An IMO $1971$ longlisted problem I have been stuck on this beautiful problem for a long time, but I have no idea as to where to start. The problem is as follows:  
One Martian, one Venusian and one Human reside on Pluto. One day they make the following conversation:
Martian: I have spent $1/12$ of my life in Pluto.
Human: I also have.
Venusian: Me too.
Martian: But Venusian and I have spent much more time here than you, Human.
Human: However Venusian and I are of the same age.
Venusian: I have lived $300$ Earth years.
Martian: Venusian and I have been on Pluto for the last $13$ years.  
It is known that Human and Martian together have lived for $104$ Earth years. Find their respective ages. 
While solving this problem, I have a hint that the numbers are not necessarily expressed in base $10$ but I was unable to find any use of that statement. Any help is appreciated. Thank you.
 A: We get a hint towards the different bases because otherwise the human would be three hundred years old, which is somewhat unrealistic.
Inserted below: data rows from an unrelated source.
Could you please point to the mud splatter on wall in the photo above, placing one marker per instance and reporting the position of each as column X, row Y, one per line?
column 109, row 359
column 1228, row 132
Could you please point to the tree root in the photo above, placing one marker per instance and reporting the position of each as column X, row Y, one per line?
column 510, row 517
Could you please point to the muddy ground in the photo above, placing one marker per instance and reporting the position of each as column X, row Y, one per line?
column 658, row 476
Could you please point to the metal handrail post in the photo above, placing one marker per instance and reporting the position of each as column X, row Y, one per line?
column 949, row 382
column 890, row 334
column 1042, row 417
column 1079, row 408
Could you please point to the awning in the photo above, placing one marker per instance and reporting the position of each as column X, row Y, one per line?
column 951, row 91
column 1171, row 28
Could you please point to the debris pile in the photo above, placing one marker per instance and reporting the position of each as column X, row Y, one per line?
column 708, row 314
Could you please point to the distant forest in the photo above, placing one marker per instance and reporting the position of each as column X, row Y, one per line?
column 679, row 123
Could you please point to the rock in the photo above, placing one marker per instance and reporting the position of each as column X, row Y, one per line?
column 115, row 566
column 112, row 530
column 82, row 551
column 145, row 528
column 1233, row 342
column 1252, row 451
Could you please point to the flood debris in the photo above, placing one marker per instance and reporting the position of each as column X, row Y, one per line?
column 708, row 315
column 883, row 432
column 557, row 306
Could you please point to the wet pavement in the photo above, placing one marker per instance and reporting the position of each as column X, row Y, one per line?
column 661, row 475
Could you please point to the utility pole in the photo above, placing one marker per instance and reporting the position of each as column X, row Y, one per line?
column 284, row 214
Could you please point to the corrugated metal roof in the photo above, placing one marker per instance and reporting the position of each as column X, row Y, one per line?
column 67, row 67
So let $M$ and $V$ be the bases used by martians and venusians (whereas humans work in base ten) and let $t_M,t_H,t_V$ be the number of (presumably Earth) years each has spent on Pluto, and let $a_M,a_H,a_V$ be their ages in Earth years. We learn (all my numbers are in base ten, of course):
$$\begin{eqnarray}\tag1a_M &=& (M+2)t_M\\
\tag2a_H &=& 12t_H\\
\tag3a_V &=& (V+2)t_V\\
\tag5t_H&\ll&\begin{cases}t_M\\t_V\end{cases}\\
\tag6a_V &=&a_H\\
\tag7a_V &=& 3V^2\\
\tag8t_V&=&t_M=M+3
\end{eqnarray}$$
and of course $$\tag90<t_M\le a_M,\qquad0<t_H\le a_H,\qquad0<t_V\le a_V.$$
Also, the occurance of digits $2$ and $3$ tells us
$$ M>2,\qquad V>3.$$
From $(2)$, $(6)$, $(7)$, we have $12\mid 3V^2$, so $V$ is even, say $V=2W$. From $(3)$ and $(7)$, we have $V+2\mid 3V^2$, or $W+1\mid 6W^2$. As $\gcd(W+1,W)=1$, $W+1\mid 6$. Therefore $W\in\{0,1,2,5\}$, $V\in\{0,2,4,10\}$. 
From $(2)$, $(2)$, $(6)$ and $(5)$, we find $V<10$, hence together with $V>3$, we determined that 
$$V=4.$$
So $a_H=a_V=48$, $t_H=4$, and $t_V=t_M=8$. This makes $M=5$, so that $a_M=56$.

Incidentally, we indeed verify that $t_H+t_M=104$ - but we did not need that information to find the result.